Kassette Gustav Gurschner um 1900

SKU 1592 Schlagwort

Kassette mit Frauenfiguren, Gustav Gurschner, um 1900, Bronze, patiniert

  • Höhe: 18cm, Breite: 32cm, Tiefe: 21cm
  • 1899 bis 1900
    Technik: Bronze, ziselliert, teilpatiniert; Stoff
    Provenienz: Privatbesitz, Wien

    Lit.: Originalfoto im Archiv Gustav Gurschner © Nikolaus Kolhammer, Wien, ANKGG0131

    38.000,00 inkl. MWSt.
    Preis auf Anfrage
    SKU 1592 Schlagwort
    Beschreibung

    Gustav Gurschner zählt zu den führenden Bronzekünstlern des österreichischen Jugendstils. Die Kassette mit aufklappbarem Deckel, seitlichen Henkeln und frontseitigem Schloss vereint zwei für sein Œuvre charakteristische Gestaltungsmotive: eine streng lineare, geometrisch abstrahierte Ornamentik von archaischer Anmutung sowie elegant modellierte weibliche Aktfiguren.
    Die Schatulle ist in patinierter Bronze ausgeführt und zeigt eine klar gegliederte, flächig gebundene Dekoration. An der Front erscheinen zwei kniende Frauenfiguren, deren warmer Bronzeton sich wirkungsvoll vom dunkler patinierten Grund absetzt. Das spannungsvolle Zusammenspiel von plastischer Figur und linearer Ornamentik entspricht der Formensprache des Jugendstils um 1900, der neue, abstrahierte Dekorformen mit einer Idealisierung der weiblichen Gestalt verband.
    Typisch für Gurschner ist dabei die konsequente Verbindung von künstlerischem Anspruch und funktionaler Bestimmung: Das Objekt bleibt in seiner Konstruktion klar lesbar, während die dekorative Durchbildung es zugleich zu einem eigenständigen Kunstwerk erhebt.

    Künstler

    Der gebürtige Tiroler Gustav Gurschner (Mühlendorf am Inn, Deutschland 1873 – 1971 Wien) war einer der bekanntesten österreichischen Bildhauer des 20. Jahrhunderts.

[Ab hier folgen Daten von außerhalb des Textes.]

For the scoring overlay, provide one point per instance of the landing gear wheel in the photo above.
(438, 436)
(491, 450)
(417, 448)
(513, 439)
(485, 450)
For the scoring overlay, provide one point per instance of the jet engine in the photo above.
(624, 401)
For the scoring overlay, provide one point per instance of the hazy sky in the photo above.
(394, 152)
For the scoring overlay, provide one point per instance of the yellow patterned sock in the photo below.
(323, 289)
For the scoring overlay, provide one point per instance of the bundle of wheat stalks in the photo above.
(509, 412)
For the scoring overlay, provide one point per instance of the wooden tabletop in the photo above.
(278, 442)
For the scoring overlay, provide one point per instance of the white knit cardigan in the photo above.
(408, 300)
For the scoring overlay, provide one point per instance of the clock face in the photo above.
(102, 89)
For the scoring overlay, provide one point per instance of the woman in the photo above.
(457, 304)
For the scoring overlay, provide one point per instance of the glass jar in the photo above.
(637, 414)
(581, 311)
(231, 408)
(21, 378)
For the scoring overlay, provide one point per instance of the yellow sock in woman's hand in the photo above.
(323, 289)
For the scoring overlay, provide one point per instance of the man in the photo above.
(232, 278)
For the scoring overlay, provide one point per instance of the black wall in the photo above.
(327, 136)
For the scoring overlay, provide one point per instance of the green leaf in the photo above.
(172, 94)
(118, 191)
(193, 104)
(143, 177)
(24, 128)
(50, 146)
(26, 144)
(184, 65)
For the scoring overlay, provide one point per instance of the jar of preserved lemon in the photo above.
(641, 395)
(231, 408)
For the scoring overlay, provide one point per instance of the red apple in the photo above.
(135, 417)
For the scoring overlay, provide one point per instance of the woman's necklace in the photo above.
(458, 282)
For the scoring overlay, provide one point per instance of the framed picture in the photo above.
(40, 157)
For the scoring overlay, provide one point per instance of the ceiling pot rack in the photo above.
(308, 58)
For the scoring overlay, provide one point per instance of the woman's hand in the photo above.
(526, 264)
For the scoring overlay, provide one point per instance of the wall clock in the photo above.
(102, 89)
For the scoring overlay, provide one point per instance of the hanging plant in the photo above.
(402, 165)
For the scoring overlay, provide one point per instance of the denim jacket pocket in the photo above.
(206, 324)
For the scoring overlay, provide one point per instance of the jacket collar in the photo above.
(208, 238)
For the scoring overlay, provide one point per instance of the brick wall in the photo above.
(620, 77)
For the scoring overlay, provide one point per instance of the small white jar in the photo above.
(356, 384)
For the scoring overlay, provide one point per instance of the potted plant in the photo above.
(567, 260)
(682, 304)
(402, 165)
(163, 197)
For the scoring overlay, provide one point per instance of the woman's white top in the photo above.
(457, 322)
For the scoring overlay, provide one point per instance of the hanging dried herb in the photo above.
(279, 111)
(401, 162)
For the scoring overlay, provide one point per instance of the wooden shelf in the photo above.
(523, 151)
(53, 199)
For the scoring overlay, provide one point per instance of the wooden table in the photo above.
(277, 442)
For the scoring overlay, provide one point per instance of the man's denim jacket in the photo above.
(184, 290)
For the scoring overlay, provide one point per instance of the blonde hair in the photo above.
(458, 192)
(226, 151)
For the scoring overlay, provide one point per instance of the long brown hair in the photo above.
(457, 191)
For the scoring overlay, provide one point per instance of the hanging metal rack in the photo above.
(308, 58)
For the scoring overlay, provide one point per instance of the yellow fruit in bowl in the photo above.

Er war Gründungsmitglied der Wiener Secession und langjähriger Präsident des Künstlerverbandes österreichischer Bildhauer. Da er mehrere Jahre in Paris lebte, kann man in seinem charakteristischen, naturbezogenen Stil einen deutlichen französischen Einfluss erkennen. Durch sein außerordentliches Talent und seine umfassende künstlerische Bildung schuf er eine Vielzahl an Denkmälern und Portraits, unter anderem den Königsobelisken in Veszprém, 1908, das Kaiserdenkmal von Hohenelbe vor 1916 oder ein Bildnis Königs Eduard VII. von England.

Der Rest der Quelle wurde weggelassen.